Dans le cas du conflit entre Israël et le Hamas, la situation de blocus entrave les négociations et donc l’organisation de l’aide humanitaire. Plusieurs tonnes d’aides humanitaires s’entassent actuellement au poste-frontière de Rafah, entre l’Égypte et Gaza, en attendant d’être inspectées par Israël, a informé un responsable américain à l’AFP. Seuls 117 camions d’aide sont arrivés depuis le 21 octobre à Gaza, selon le dernier décompte de l’ONU lundi matin. L’organe du ministère israélien de la Défense supervisant les activités civiles dans les Territoires palestiniens, le COGAT, a indiqué mardi que 39 autres camions étaient arrivés lundi.

«Vendredi dernier, une équipe de chirurgiens, infirmières et anesthésistes a été déployée par le CICR à Gaza ce lundi et l’assistance médicale a été distribuée», informe Lucile Marbeau.

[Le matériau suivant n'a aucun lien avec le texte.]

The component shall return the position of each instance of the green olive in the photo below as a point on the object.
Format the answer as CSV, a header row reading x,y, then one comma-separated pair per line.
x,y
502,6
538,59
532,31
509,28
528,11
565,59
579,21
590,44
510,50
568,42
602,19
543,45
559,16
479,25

Cependant, ces aides ne sont pas suffisantes. «La poignée de convois autorisés via Rafah n’est rien comparée aux besoins de plus de 2 millions de personnes piégées à Gaza», a dénoncé le chef de l’agence de l’ONU pour les réfugiés palestiniens (UNRWA) Philippe Lazzarini, regrettant qu’«une population entière (soit) déshumanisée».